Calpine, a major electricity-producing company in Texas, most likely had a high level of hedging, S&P Global analysts said in a report Wednesday, and may have been hit for a loss. The company did not respond to requests for comment.
“If you made a bet on the wrong side of this market, you’re going to pay,” McCullough said.
For the retailers, who act as middlemen, hedging can be an advantage in an event like this.
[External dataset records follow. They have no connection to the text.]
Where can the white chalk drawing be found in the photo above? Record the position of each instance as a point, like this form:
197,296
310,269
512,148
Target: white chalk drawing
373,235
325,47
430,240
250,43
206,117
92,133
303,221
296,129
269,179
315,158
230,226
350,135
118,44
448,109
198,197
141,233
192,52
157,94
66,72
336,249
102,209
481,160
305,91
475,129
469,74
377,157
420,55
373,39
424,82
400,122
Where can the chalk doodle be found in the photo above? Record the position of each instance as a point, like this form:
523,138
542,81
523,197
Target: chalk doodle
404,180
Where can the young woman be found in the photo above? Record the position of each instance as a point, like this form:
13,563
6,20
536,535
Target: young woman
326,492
But not all the Texas providers do so, and McCullough said that in past freezes and price spikes, a significant number of unhedged retailers were forced under.
“We’ve got a real risk of a cascade of bankruptcies coming out of this,” he said.
Patrick Woodson, who is head of a Texas power retailer called Green Energy Exchange, has asked the state’s Public Utilities Commission to retroactively roll back the price of last week’s electricity.
“Generators should not exorbitantly profit from a crisis they helped create,” he wrote in a letter to the commission. “Consumers and retailers should not be the only parties suffering from the failures of the market.”
Yet there’s a paradox, largely based on luck: If the area a retailer was serving was subject to an ERCOT-ordered blackout, it had the opportunity to sell off its excess electricity on the spot market, at the phenomenal level of $9,000 per megawatt hour. There could well be big winners in this sector, as well, McCullough said.
But a question every company will face is whether it will be able to collect what it is owed.
Industrial customers are also reeling.
“At the end of the day, industrial companies important to this state are getting very, very large invoices for energy that they did not consume,” said Sam Harper, energy director for Gerdau Steel. “So we need to find a solution there.”